Of course if you don't mind playing foreign language games you could always get the still in print and updated Swedish original - Drakborgen Legenden.
The first expansion for the the game was called DungeonQuest: Catacombs. The titular catacombs are a level of caves beneath the main dungeon level to explore, and heroes can get down there either by choice on a stairs tile or by falling down either into a pit or off a bridge, with their journey through the caves being determined by drawing cards from a new deck. The Catacombs appear to offer an interesting dilemma - they're safer than the main dungeon, but you have little control over where you'll pop back up on to the main board. Therein lies the problem because although it does add another risk versus reward choice to the game, one can substitute safer in the preceding sentence for less interesting. Most of the cards just say "empty", and players don't generally want to spend half the game taking turns which involve nothing happening. So this aspect is a mixed bag. What does work are all the additions to the base card decks. There's lots of new encounters, including vampires and the horrid "doom shadow", a new trap and a whole new deck of magic items called amulets which marginally increase player interaction in the game. It's pretty good on the whole, but nothing that merits the "essential" tag that sometimes gets bandied about on expansions.
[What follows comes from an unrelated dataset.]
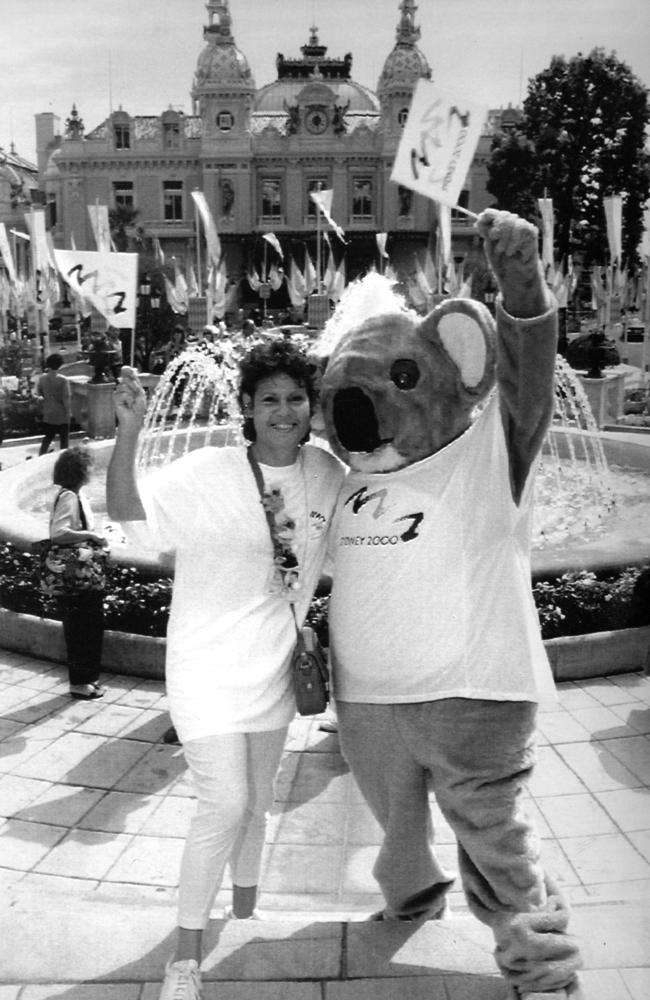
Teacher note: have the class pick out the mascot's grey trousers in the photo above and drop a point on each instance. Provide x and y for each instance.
(397, 752)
The second expansion, Heroes for DungeonQuest allegedly offers twelve new heroes to feed into your killer dungeon. This is a lie - four of them are just clones of the four that came with the original game, proffered with the flimsy and pathetic excuse that "another player might want to play the same character". Of the remaining eight two are seriously complex to run - the rules for the Sorcerer are longer than the entire rules for the Catacombs - and bog down a light, simple game to an unsatisfactory degree. The other six can be pretty fun though - I particularly like the Chaos Warrior and his "terror helm" that ends up eating his own head as often as it scares the monsters. But for the most part this is a weak expansion which was quite clearly released with more of an eye to appeasing the marketing department as to appeasing game fans.
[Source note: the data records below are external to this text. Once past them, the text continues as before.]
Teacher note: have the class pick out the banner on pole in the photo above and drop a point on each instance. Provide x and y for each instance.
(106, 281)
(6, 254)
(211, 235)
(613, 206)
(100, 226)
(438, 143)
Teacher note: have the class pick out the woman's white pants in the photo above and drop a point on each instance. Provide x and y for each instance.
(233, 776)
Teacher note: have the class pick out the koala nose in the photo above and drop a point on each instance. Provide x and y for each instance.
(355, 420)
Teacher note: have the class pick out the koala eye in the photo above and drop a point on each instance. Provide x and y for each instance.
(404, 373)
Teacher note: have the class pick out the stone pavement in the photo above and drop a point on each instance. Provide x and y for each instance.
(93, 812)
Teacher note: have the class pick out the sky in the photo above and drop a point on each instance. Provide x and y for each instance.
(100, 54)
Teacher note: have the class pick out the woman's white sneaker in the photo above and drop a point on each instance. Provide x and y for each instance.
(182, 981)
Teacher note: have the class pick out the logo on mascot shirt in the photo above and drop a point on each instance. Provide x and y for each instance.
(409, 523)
A little while ago I spent some time casting about for the perfect adventure game. I tried various titles but found all of them ultimately unsatisfactory in some way - too long, lacking in variety, failure to provide a solo variant, not exciting or engrossing enough. Then I remembered DQ and pulled it out of the attic, and it turned out to check pretty much every box.
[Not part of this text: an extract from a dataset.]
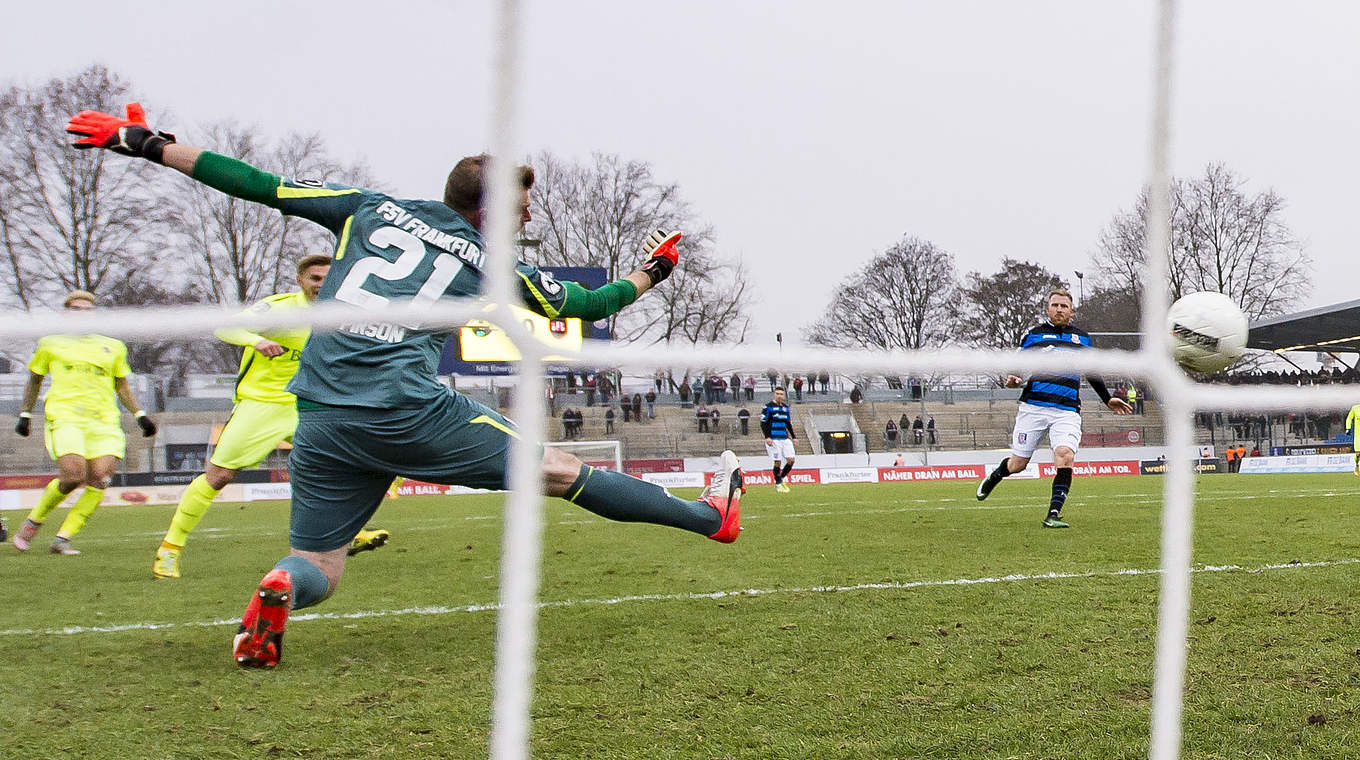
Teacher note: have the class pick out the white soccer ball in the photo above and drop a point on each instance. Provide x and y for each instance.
(1208, 331)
Much as I've enjoyed playing this game, it'd be unfair to pretend there's nothing wrong with it. It's not the perfect dungeon game. In particular the lack of player interaction rankles for me - I've slammed plenty of titles that have been tagged "multi-player solitaire" and I shouldn't let this one off the hook for displaying the same flaw. In addition I'd ideally like a more skill-based game, although there is some strategy here. But the fact that the game is short and that it provides such an entertaining experience pushes these problems to the background. One day someone will deliver a short, simple, soloable dungeon game with a ton of variety and skill and player interaction. Until then DungeonQuest will do nicely, thanks. In my personal five-star rating scheme this gets four out of five - a game I will actively lobby to play - as a game I'll pull out in all sorts of circumstances - solo, filler, with some fellow fantasy fans or just on those days when I'm feeling particularly psychotic.